General discussion and feedback.

#1
by Lewdiculous - opened

Leave your feedback for issue or questions here.

Author feedback can be left in their original page.

Lewdiculous pinned discussion
deleted

Awesome job on the quants! Just as always!

I just downloaded the exl2 version. Unfortunately, my 8GB card is already pretty at its limit. So I searched for gguf files and quickly found yours. First impressions with the exl2 version were pretty good. I will now test the gguf and compare the results. Thank you very much for making the effort again!!

@TheVisitorX Q4_K_M-imat will serve you well!

If you need a bit more room, perhaps for some more context, the Q4_K_S-imat should perform well.

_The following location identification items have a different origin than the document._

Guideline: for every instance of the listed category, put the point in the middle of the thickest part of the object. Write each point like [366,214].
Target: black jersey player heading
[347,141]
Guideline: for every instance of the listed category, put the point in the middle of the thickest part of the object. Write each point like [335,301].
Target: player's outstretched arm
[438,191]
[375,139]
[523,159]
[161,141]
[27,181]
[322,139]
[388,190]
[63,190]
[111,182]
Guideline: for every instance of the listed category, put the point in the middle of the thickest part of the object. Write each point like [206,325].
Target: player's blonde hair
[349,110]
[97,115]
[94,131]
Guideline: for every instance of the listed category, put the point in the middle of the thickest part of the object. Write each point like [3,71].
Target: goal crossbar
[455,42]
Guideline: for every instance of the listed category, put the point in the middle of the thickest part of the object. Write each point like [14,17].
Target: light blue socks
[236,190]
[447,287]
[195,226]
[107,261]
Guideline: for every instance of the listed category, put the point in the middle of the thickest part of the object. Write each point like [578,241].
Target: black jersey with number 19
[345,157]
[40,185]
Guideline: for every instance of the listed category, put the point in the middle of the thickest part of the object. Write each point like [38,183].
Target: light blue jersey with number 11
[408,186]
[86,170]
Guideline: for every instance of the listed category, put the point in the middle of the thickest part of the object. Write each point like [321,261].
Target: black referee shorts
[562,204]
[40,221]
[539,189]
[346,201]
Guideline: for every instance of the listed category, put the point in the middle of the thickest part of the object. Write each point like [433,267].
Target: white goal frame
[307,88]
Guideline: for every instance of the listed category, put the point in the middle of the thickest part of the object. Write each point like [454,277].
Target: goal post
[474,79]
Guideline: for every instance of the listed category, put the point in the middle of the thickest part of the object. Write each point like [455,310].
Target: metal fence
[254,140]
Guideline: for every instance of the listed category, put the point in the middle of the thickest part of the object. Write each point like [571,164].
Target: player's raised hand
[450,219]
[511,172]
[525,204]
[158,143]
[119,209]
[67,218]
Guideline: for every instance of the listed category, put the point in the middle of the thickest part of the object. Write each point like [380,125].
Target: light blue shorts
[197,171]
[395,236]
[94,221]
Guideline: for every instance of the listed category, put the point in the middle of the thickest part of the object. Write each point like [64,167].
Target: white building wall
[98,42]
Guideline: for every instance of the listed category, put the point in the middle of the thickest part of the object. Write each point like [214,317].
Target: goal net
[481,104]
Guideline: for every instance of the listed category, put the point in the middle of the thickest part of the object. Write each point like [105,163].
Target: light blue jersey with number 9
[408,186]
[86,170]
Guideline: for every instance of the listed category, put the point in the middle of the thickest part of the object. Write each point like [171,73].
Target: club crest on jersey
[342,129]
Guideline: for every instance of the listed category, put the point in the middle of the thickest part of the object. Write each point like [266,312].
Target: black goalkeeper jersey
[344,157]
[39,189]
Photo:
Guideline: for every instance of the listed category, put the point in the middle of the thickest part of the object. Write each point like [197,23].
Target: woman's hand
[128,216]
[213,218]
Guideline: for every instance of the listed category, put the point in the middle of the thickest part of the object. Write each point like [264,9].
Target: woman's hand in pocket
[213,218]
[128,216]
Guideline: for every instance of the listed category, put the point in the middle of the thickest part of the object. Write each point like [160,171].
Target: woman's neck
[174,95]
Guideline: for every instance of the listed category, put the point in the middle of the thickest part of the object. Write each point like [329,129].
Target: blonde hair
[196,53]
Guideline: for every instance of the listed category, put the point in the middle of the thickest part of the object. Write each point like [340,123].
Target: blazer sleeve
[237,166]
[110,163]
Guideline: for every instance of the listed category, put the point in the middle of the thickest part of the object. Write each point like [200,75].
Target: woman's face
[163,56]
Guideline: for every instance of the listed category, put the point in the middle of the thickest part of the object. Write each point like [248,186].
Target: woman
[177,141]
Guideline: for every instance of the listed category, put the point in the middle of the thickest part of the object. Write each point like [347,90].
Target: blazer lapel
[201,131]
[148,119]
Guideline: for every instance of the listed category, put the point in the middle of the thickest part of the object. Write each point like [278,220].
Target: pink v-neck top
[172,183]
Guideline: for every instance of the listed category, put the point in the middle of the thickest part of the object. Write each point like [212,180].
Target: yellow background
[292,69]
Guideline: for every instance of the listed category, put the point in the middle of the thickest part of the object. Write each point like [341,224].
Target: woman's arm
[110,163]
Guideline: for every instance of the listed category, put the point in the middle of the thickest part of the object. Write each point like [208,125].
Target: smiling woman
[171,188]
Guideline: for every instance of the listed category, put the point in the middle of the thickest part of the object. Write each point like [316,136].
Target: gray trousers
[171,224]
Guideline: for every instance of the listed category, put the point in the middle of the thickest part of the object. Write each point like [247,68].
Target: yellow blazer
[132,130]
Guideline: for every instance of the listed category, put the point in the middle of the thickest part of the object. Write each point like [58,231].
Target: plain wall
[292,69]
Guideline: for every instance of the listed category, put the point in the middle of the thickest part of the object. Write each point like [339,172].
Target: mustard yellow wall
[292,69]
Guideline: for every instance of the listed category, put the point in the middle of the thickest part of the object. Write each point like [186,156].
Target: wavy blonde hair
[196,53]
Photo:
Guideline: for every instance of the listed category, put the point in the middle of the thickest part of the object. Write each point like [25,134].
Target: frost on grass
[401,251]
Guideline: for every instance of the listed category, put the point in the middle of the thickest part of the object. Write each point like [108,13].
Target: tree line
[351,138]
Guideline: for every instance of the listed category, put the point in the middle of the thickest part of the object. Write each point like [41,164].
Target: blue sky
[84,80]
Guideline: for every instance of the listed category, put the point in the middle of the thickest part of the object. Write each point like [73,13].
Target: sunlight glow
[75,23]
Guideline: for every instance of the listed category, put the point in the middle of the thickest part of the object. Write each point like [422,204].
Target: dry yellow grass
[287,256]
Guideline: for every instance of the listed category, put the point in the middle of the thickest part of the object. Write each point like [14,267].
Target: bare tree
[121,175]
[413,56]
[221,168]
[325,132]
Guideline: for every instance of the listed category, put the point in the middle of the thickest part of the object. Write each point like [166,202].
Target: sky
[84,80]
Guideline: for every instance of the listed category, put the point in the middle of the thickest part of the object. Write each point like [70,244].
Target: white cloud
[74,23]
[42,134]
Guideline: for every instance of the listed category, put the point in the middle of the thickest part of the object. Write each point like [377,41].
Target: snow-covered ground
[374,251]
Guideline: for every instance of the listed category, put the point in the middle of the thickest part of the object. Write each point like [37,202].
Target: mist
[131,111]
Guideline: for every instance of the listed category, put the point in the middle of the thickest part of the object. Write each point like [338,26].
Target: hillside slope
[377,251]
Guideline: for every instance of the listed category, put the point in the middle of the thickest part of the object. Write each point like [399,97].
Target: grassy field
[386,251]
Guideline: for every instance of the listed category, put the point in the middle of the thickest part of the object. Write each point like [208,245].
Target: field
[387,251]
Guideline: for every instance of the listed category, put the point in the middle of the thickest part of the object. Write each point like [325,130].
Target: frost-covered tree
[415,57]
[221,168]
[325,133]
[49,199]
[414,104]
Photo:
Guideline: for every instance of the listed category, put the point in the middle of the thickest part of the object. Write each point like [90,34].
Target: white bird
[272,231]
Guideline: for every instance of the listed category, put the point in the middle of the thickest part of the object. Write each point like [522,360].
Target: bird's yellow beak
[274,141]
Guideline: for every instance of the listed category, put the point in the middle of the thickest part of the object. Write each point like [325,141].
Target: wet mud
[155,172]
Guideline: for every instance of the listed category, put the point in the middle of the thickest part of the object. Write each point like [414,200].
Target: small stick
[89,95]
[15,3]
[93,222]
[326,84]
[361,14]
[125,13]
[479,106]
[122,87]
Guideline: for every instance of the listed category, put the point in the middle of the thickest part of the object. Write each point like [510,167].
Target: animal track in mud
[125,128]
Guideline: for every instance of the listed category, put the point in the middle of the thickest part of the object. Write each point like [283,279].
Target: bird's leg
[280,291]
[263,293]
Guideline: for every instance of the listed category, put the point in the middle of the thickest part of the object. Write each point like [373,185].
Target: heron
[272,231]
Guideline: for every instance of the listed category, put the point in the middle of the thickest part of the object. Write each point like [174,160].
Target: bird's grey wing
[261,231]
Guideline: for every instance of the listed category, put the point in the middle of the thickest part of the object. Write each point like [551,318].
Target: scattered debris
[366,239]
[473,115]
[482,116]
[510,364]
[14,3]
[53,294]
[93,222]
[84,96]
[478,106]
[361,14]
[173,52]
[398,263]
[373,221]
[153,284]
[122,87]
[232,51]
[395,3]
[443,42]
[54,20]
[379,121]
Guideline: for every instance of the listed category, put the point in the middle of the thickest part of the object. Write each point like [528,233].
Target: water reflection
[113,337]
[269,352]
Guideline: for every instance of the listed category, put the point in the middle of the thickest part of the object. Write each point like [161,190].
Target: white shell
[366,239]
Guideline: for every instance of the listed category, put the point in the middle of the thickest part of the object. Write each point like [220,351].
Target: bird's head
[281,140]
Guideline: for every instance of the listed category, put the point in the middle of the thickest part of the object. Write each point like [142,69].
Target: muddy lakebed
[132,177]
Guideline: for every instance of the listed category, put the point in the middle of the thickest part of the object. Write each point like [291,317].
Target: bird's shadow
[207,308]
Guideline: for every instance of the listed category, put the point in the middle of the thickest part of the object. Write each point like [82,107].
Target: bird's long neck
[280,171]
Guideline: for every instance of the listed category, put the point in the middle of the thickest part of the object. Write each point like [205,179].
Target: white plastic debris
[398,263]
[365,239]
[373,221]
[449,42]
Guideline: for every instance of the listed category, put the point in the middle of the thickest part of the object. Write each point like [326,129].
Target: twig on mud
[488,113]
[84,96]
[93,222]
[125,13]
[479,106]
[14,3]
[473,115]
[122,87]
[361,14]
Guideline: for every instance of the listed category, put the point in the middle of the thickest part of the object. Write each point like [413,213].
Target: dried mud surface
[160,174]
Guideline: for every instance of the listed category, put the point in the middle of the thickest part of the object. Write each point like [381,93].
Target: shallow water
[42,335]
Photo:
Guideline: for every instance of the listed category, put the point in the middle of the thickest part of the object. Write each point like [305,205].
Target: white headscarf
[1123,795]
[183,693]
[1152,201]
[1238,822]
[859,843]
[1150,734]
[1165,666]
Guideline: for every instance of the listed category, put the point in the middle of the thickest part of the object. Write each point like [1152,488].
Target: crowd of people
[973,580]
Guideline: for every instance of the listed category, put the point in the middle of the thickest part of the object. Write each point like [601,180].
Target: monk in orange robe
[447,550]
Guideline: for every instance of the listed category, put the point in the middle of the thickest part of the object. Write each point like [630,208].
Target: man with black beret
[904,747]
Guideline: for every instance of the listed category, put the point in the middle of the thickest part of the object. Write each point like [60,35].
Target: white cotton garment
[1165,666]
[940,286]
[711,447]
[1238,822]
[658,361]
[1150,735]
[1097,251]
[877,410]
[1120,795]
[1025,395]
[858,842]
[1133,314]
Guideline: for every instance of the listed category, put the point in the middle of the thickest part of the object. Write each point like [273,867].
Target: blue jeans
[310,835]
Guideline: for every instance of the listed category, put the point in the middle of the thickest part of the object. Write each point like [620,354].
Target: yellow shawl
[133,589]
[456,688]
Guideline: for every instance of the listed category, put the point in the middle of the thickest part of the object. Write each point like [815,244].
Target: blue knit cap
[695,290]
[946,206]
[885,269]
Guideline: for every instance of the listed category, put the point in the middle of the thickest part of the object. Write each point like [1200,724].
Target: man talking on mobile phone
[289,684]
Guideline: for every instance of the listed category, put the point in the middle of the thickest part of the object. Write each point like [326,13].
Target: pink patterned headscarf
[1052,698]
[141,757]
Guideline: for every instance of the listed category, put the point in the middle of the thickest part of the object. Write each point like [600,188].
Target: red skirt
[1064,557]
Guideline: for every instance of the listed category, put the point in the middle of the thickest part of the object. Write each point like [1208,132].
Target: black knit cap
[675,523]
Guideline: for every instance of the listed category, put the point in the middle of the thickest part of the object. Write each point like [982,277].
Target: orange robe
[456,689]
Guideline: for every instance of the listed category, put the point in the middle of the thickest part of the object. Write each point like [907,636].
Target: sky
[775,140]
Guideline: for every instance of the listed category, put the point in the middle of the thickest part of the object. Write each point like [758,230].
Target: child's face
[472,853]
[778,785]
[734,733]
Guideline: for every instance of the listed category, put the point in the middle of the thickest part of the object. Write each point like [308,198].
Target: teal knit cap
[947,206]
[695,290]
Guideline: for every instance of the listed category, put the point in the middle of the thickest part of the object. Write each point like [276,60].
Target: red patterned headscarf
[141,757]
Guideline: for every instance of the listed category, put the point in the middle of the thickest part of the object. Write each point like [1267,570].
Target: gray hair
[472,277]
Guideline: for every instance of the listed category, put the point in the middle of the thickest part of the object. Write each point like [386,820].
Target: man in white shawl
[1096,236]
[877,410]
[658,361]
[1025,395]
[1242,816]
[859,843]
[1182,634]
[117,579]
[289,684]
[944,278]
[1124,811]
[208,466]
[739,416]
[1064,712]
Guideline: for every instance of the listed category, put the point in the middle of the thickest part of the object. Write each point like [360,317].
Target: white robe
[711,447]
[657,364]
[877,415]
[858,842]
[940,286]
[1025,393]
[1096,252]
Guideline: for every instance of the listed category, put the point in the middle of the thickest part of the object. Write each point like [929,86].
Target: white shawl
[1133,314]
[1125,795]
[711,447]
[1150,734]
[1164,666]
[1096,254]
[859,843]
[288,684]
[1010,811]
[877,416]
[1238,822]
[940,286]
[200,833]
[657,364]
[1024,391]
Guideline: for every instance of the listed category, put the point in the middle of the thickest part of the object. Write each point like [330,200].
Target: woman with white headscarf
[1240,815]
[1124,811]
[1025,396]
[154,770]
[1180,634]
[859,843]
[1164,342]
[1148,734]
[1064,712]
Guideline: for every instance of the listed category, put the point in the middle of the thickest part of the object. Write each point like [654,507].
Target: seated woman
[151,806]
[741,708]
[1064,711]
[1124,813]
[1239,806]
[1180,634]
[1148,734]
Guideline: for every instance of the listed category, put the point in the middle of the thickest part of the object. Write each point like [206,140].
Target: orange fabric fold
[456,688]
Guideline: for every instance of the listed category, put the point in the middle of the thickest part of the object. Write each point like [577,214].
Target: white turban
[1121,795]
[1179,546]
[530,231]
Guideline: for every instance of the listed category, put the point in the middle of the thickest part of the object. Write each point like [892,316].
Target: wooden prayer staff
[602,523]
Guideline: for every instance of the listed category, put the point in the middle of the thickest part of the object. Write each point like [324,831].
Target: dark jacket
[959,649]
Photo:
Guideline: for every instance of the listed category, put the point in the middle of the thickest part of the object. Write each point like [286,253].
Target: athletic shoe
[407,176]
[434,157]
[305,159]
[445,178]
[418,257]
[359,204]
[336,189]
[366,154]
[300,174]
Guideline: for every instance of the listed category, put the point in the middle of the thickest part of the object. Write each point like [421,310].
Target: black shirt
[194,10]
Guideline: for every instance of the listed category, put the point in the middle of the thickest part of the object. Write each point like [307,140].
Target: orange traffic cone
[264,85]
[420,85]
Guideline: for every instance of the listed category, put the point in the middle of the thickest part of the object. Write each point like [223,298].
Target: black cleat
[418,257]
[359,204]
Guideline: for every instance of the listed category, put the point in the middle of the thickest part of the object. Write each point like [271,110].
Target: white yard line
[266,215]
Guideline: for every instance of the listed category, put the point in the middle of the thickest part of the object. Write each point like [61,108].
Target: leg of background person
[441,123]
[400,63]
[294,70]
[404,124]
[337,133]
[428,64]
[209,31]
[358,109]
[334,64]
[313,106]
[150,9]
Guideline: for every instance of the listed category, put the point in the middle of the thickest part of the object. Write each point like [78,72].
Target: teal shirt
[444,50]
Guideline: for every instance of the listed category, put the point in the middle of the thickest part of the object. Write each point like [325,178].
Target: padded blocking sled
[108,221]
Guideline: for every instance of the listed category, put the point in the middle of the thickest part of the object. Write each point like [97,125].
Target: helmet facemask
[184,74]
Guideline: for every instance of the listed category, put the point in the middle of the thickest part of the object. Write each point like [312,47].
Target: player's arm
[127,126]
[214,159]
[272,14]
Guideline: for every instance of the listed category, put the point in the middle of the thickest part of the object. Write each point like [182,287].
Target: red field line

For automatic RoPE scaling to be sure higher contexts are stable, as recommended, please use KoboldCpp 1.64 or higher if available.

Q4_K_S:	4.57 BPW
Q4_K_M:	4.83 BPW

Personally, I'm very happy with this model.

Probably not the best place to ask this, but since quants differences were brought up, is it better to use Q4_K_S with more context? or use Q4_K_M with a bit less?

My dear 2060 has been doing very well with 4_K_M at 4k context (and does seems fine at 6k as well), but I've been wondering. I'm sure I can trade off more process/gen time for larger context but I've been curious about this since I know quants are lossy.

@Sovy

Is speed that important?

I also have a 2060 6GB and I use Q8_0 and Q5_K_M at 8K context.
I wouldn't go lower than 4 BPW

Not all layers are offloaded, but honestly it is not that slow. Even Q8_0 is fast enough, about reading speed.

Are you using an older CPU with really slow ram?

@Virt-io
Nah, my CPU is fairly recent, a i5-12600k. Ram is 3600mhz DDR4. Just can't easily justify a GPU upgrade at 1080p otherwise (and the gpu drought that happened).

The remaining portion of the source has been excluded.